From a point over the South China Sea a crew member aboard the International Space Station (ISS) took this oblique image of the blocky, red and gray urban pattern of Manila and surrounding cities, the political and economic hub of the Philippines. Manila is sandwiched between the salt water of Manila Bay with its scatter of anchored ships (at image lower left), and Laguna de Bay, the freshwater lake 9 km (5.4 miles) distant (at image top right). Even from the ISS, more than 500 km (310 miles) away, the fingers of the great docks at the port can be seen jutting into Manila Bay (at image center left). The center of the city lies immediately inland of the port, partly along the Pasig River. The airport appears south of the city center. A forested nature reserve with a lake is located within one of the mountainous areas surrounding the metro zone (at image top left).
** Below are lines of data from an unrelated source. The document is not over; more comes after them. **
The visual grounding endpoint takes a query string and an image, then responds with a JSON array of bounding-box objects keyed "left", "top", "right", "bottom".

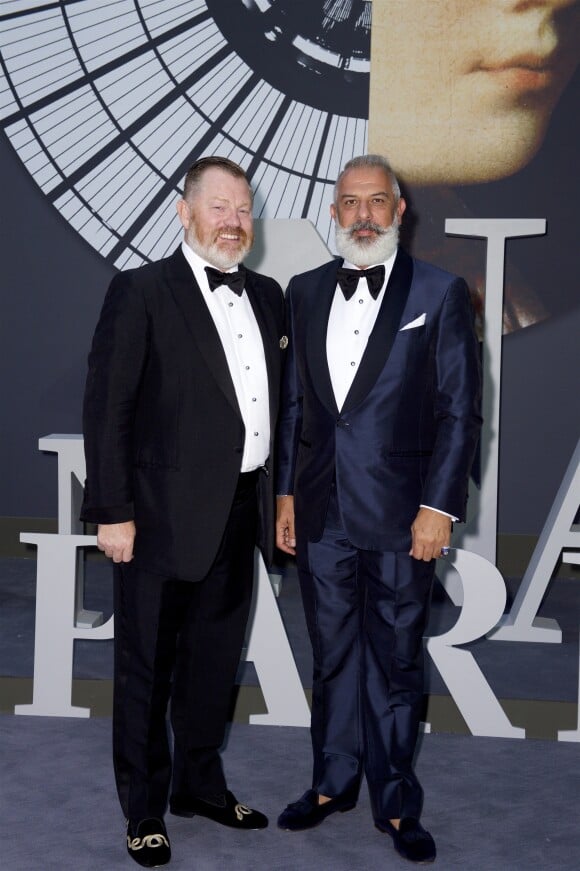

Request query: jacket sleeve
[
  {"left": 81, "top": 272, "right": 149, "bottom": 523},
  {"left": 421, "top": 279, "right": 482, "bottom": 520}
]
The combined population of Manila and neighboring Quezon City is 4.7 million people. Manila itself has one of the highest population densities in the world (42,857 per sq km). Its international trade connections are so widespread that in 2012, the Globalization and World Cities Research Network classed Manila as a global city. Manila's history has always been connected to trade: arriving from Mexico, the conquistadors founded Manila in 1571 and soon the city became the Far East anchor of the Acapulco-Manila Galleon trade route, connecting Spanish America with Asia. This represents one of the earliest examples of globalization.
Dark lines of the waterways are prominent against the gray cityscape. The famous Pasig River winds through the middle of the city. The straight line of the Manggahan Floodway is a flood-control channel engineered to divert water from the Marikina River away from the city center and into Laguna de Bay. Engineering works along the floodway also control tidal saltwater flow into Laguna de Bay.